As the Saudis have oscillated between explanations, Trump has seemingly followed their movements. When Saudi Arabia first denied culpability, the President not only said that he believed the Saudis claims, but also had the audacity to float the idea that Mr. Khashoggi’s death could have been at the hands of “rogue killers,” an idea still unsubstantiated, and in defiance of mounting evidence that Mr. Khashoggi was brutally murdered. When the Saudis first admitted that he was killed in the consulate, but because of “fistfight” that had broken out, Trump further acquiesced to the Saudi claim. Over the last three weeks, pieces of mounting evidence have surfaced, ranging from photographs of 15 Saudi agents entering and leaving Istanbul on the same day, to a graphic audio clip of Mr. Khashoggi meeting his end. Yet, Mr. Trump continued to tow Saudi Arabia’s line.
Finally, in light of CIA director Gina Haspel’s visit to Turkey, Trump finally broke the Saudi word, saying that the Saudis had engaged in “the worst cover up”, and revoked the visas of the Saudi nationals that were implicated in the killing. Yet, given the political maneuverings of the past weeks, this admission and Trump’s subsequent measures seem hollow. With American dependence on Saudi oil expected to increase, and Trump’s unjustified hesitance to tinker with Saudi Arms sales, it seems that Trump and his foreign policy staff will do little in light of Mr. Khashoggi’s death.
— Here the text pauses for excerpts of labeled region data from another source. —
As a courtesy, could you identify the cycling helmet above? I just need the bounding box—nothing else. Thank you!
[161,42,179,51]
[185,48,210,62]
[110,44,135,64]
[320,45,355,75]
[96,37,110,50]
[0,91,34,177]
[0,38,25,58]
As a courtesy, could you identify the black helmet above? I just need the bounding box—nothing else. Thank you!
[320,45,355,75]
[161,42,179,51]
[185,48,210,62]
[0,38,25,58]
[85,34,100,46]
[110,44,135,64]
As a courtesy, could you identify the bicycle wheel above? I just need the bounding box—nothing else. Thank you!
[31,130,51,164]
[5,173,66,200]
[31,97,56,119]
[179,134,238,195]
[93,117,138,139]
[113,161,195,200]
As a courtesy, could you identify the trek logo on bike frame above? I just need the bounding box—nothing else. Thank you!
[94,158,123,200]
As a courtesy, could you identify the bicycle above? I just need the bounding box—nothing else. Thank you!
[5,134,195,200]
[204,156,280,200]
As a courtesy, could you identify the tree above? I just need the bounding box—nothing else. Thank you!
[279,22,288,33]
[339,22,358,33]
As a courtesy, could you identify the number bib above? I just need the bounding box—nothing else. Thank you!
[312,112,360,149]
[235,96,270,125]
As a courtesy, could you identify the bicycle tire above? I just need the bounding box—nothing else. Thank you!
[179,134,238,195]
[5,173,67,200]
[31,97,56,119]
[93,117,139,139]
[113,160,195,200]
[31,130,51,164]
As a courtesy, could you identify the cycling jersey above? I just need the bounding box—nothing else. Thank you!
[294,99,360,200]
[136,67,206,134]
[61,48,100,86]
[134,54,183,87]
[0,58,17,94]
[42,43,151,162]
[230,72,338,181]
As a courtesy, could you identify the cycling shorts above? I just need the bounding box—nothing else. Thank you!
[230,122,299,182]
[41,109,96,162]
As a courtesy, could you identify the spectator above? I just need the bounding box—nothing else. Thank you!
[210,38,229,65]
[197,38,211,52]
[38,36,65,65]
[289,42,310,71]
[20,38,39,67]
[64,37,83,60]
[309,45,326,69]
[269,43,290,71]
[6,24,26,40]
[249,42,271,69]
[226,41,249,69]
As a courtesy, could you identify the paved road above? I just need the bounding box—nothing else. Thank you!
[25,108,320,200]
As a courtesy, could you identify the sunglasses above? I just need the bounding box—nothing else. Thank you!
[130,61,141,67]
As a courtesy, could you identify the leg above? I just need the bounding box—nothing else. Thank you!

This affair, once again, questioned the integrity of Trump’s foreign policy, and has epitomized the administration’s willingness to deviate from American principles. Through his continued affirmations of Saudi policy in the face of substantial evidence against the fact, and his lukewarm repudiation of said government in recent days, Trump has proved that he is willing to turn a blind eye to such heinous crimes. Almost two years in, this has certainly been one of Trump’s biggest foreign policy tests, one that he has resoundingly failed.